Find the ratio of the volumes of NaC3H5O3 soloution to HC3H5O3 (lactic acid) required to prepare a buffer with a pH of 3.90. the solutions are equal in molarity. Ka = 1.4 x 10-4 for HC3H5O3.
ratio = ________ mL of NaC3H5O3 per mL of HC3H5O3
To find the ratio of volumes of NaC3H5O3 solution to HC3H5O3 required to prepare a buffer with a pH of 3.90, we need to use the Henderson-Hasselbalch equation:
pH = pKa + log ([A-]/[HA])
Where pH is the desired pH of the buffer, pKa is the acid dissociation constant, [A-] is the concentration of the conjugate base (NaC3H5O3), and [HA] is the concentration of the acid (HC3H5O3).
Since the solutions are equal in molarity, we can express the concentrations as:
[A-] = [HA]
Let's assume the initial concentration is 'C'.
So, [A-] = C and [HA] = C.
Also, we can convert the pKa to Ka:
Ka = 10^(-pKa)
Therefore, Ka = 10^(-4.90) = 1.4 x 10^(-5)
Now, let's substitute the values into the Henderson-Hasselbalch equation:
3.90 = -log(1.4 x 10^(-5)) + log(C/C)
Simplifying the equation:
3.90 = -(-4.85) + log(1)
3.90 + 4.85 = log(1) + log(C/C)
8.75 = log(C/C)
Now, let's convert the logarithmic equation into an exponential equation:
10^8.75 = C/C
Simplifying:
C^2 = 10^8.75
Taking the square root:
C = sqrt(10^8.75)
C ≈ 5.623 x 10^4
Therefore, the concentration of both NaC3H5O3 and HC3H5O3 is approximately 5.623 x 10^4 M.
To find the ratio of volumes, we need to calculate the moles of NaC3H5O3 and HC3H5O3 required.
Moles = Concentration x Volume
Let's assume the volume of HC3H5O3 is 'V'.
Moles of HC3H5O3 = (5.623 x 10^4) x V
To maintain the equal molarities, the volume of NaC3H5O3 will also be 'V'.
Moles of NaC3H5O3 = (5.623 x 10^4) x V
The ratio of volumes of NaC3H5O3 solution to HC3H5O3 is:
Volume ratio = Volume of NaC3H5O3 / Volume of HC3H5O3
= (5.623 x 10^4) x V / V
= 5.623 x 10^4
Therefore, the ratio is approximately 5.623 x 10^4 mL of NaC3H5O3 per mL of HC3H5O3.
To find the ratio of the volumes of NaC3H5O3 solution to HC3H5O3 required to prepare the buffer, we need to use the Henderson-Hasselbalch equation. The Henderson-Hasselbalch equation relates the pH of a buffer solution to the pKa of the acidic component and the ratio of its concentrations.
The Henderson-Hasselbalch equation is given by:
pH = pKa + log ([A-] / [HA])
In this case, NaC3H5O3 is the conjugate base (A-) and HC3H5O3 is the acid (HA) in the buffer solution. We are given that the pH of the buffer is 3.90 and the pKa of HC3H5O3 is 1.4 x 10^-4.
Rearranging the equation, we have:
log ([A-] / [HA]) = pH - pKa
Taking the antilog of both sides, we have:
[A-] / [HA] = 10^(pH - pKa)
Since the solutions are equal in molarity, we can substitute [A-] / [HA] with the ratio of their volumes.
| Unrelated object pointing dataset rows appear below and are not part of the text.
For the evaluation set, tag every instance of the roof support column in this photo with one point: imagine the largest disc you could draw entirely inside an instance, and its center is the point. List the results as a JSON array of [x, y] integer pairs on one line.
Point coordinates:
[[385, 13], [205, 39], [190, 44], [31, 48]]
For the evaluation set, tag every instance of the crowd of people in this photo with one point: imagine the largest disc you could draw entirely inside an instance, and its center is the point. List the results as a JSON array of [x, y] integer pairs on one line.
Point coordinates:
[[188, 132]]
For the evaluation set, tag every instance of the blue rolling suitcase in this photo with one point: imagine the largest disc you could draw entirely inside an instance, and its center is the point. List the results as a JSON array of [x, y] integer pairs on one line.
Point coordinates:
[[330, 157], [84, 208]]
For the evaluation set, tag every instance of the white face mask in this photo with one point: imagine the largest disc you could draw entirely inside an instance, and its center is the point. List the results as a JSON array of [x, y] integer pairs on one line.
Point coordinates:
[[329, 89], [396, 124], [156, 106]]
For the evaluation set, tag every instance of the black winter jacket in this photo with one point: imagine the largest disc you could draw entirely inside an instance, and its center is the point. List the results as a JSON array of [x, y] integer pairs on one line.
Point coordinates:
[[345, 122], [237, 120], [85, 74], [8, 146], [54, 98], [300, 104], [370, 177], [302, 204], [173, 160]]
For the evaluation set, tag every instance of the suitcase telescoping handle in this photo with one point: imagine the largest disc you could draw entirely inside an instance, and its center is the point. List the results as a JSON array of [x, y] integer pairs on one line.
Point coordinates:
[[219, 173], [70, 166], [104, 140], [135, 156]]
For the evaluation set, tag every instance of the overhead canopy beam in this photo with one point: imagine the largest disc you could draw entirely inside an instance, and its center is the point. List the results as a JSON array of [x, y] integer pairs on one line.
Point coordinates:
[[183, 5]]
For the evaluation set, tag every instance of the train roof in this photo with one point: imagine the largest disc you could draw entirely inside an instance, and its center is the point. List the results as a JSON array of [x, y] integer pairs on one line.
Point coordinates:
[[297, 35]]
Let's call the volume of NaC3H5O3 solution V_Na and the volume of HC3H5O3 solution V_H.
(V_Na / V_H) = 10^(pH - pKa)
Now, let's plug in the values:
pH = 3.90
pKa = 1.4 x 10^-4
(V_Na / V_H) = 10^(3.90 - 1.4 x 10^-4)
Calculating this on a calculator, we find that the ratio of the volumes of NaC3H5O3 solution to HC3H5O3 required to prepare the buffer is approximately:
ratio = 244657 : 1 (rounded to the nearest whole number)
Therefore, the ratio is 244657 mL of NaC3H5O3 per mL of HC3H5O3.